Beato Pedro I de Tarantasia
También conocido como: Pierre l’Ancien; Pierre the Elder; Pierre Ier de Tarentaise; Pierre of Tarentaise the Elder
Día de Fiesta
6 de mayo
Biografía
Beato Pedro I de Tarentasa, también conocido como Pedro el Anciano, Pedro el Mayor, Pedro I de Tarentaise o Pedro de Tarentasa el Mayor, nació a finales del siglo XI en Francia. Se le reconoce como uno de los primeros monjes cistercienses y desempeñó un papel significativo en la difusión y establecimiento de la orden cisterciense en múltiples regiones.
Pedro fue un estrecho amigo y colaborador de figuras prominentes en el movimiento cisterciense temprano, incluyendo a San Esteban Harding, San Roberto de Molesme y San Bernardo de Claraval. Juntos con sus compañeros, desempeñó un papel crucial en la fundación y organización de varias notables instituciones monásticas.
En 1113, Pedro fue uno de los fundadores del monasterio de La Ferte, en Borgoña, Francia. Sirvió como primer prior y posteriormente se convirtió en su tercer abad entre 1123 y 1132. Durante su tiempo en La Ferte, Pedro se esforzó por mantener una vida cisterciense sencilla y contemplativa, liderando por ejemplo con su devoción a la oración, el ayuno y la adherencia a las tradiciones monásticas.

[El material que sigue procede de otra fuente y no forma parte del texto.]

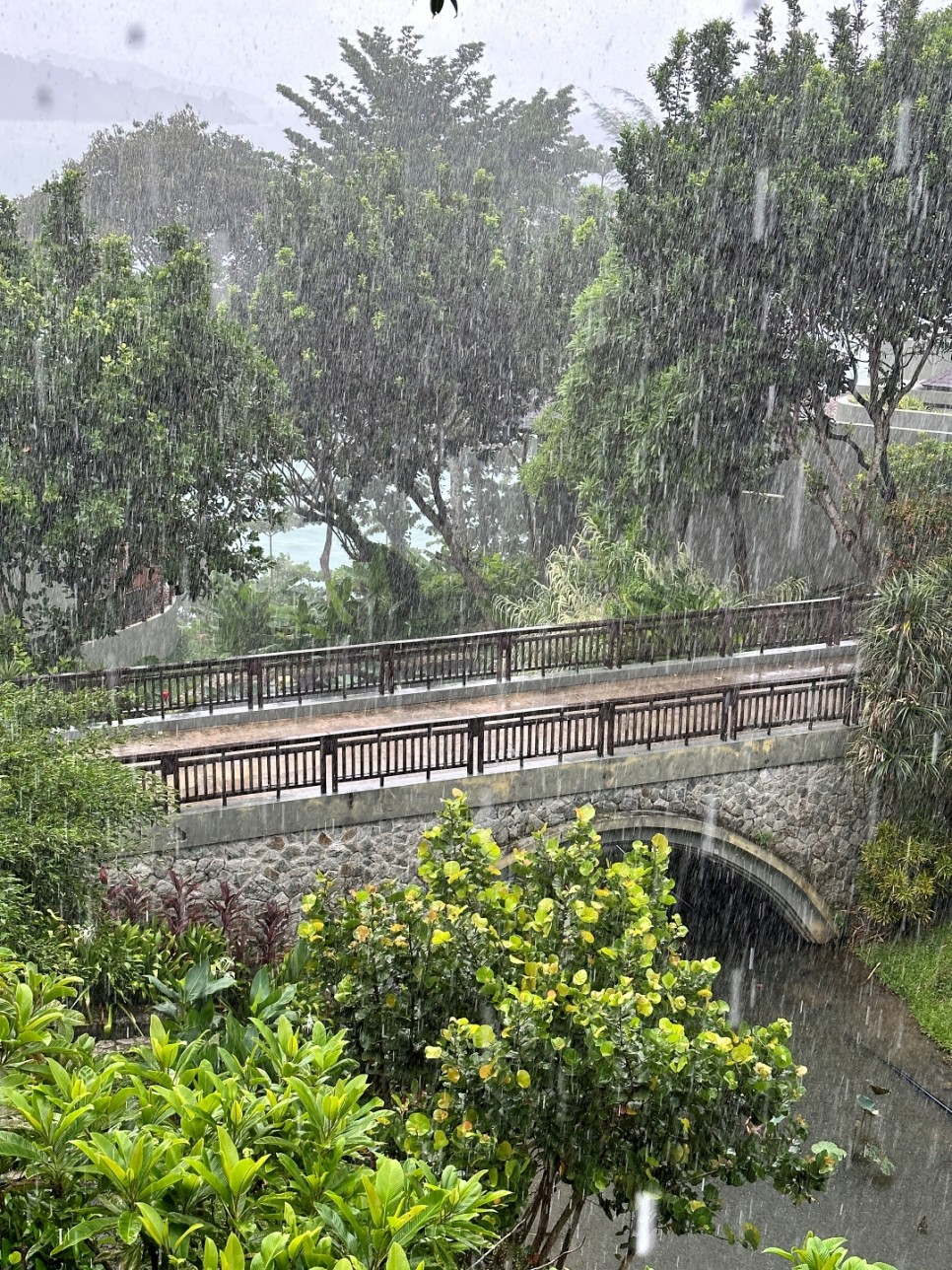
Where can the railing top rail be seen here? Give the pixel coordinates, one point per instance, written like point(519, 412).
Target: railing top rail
point(533, 715)
point(220, 665)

En 1120, Pedro fundó el monasterio cisterciense de Tiglieto, dentro de la diócesis de Acqui, Italia. Esto marcó el establecimiento de la primera casa cisterciense fuera de Francia. Además, en 1124, fundó el monasterio de Lucedio, en la diócesis de Vercelli, Italia.
En reconocimiento a sus cualidades espirituales y liderazgo, Pedro fue nombrado Arzobispo de Tarentasa, Francia, en 1124. Se convirtió en el primer cisterciense en alcanzar el rango de obispo, supervisando no solo Tarentasa sino también las diócesis suffragáneas adyacentes de Aosta, Italia, y Sion, Suiza. A pesar de su elevada posición, Pedro permaneció comprometido con sus ideales cistercienses, observando fielmente las oraciones y ayunos de la Orden Cisterciense junto con sus deberes diocesanos.

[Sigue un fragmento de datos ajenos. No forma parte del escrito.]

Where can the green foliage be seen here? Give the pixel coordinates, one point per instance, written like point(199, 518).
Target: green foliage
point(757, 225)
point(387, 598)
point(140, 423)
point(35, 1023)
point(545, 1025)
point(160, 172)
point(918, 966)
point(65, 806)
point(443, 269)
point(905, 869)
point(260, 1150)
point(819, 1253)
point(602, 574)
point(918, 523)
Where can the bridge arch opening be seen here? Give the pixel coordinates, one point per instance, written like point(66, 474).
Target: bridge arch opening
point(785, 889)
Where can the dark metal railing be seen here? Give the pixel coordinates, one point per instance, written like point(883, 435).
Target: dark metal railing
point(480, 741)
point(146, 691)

El compromiso inquebrantable de Pedro con la manera de vida cisterciense se demostró adicionalmente en 1130 cuando participó en el Concilio de Sens. Durante este concilio, declaró su lealtad al Papa Inocencio II, rechazando las pretensiones del antipapa Cléto II.
Continuando sus esfuerzos por expandir la presencia cisterciense, Pedro fundó la casa cisterciense en el valle de Tamié, situado en la frontera entre Italia y Suiza, en 1132. Designó a San Pedro II de Tarentasa como primer abad de esta nueva fundación.
Además de su papel en establecer y nutrir comunidades cistercienses, Pedro también trabajó para traer a sus diócesis a los Canónigos Regulares, promoviendo su presencia y brindando guía espiritual.
El Beato Pedro I de Tarentasa llevó una vida marcada por la humildad, la austeridad y la devoción tanto a sus responsabilidades diocesanas como a su llamado cisterciense. Mantuvo sus prácticas ascéticas, incluyendo períodos de ayuno y vigilia de oración, incluso ante las demandas de su prominente posición como arzobispo.
Murió en 1140 de causas naturales y fue enterrado en la Catedral de Moutiers, Francia. Desafortunadamente, durante el tumultuoso período de la Revolución Francesa, las fuerzas antirreligiosas dispersaron y destruyeron sus reliquias, que habían sido previamente revisadas y reencerradas por el Obispo Benedetto Teofilo en 1636.
La dedicación del Beato Pedro I de Tarentasa a la manera de vida cisterciense y sus significativas contribuciones a las fundaciones monásticas tanto dentro como fuera de Francia lo hacen una figura venerada en la historia de la orden cisterciense y un modelo de santidad para los creyentes. Sus fiestas se celebran el 6 de mayo y el 29 de junio por los cistercienses.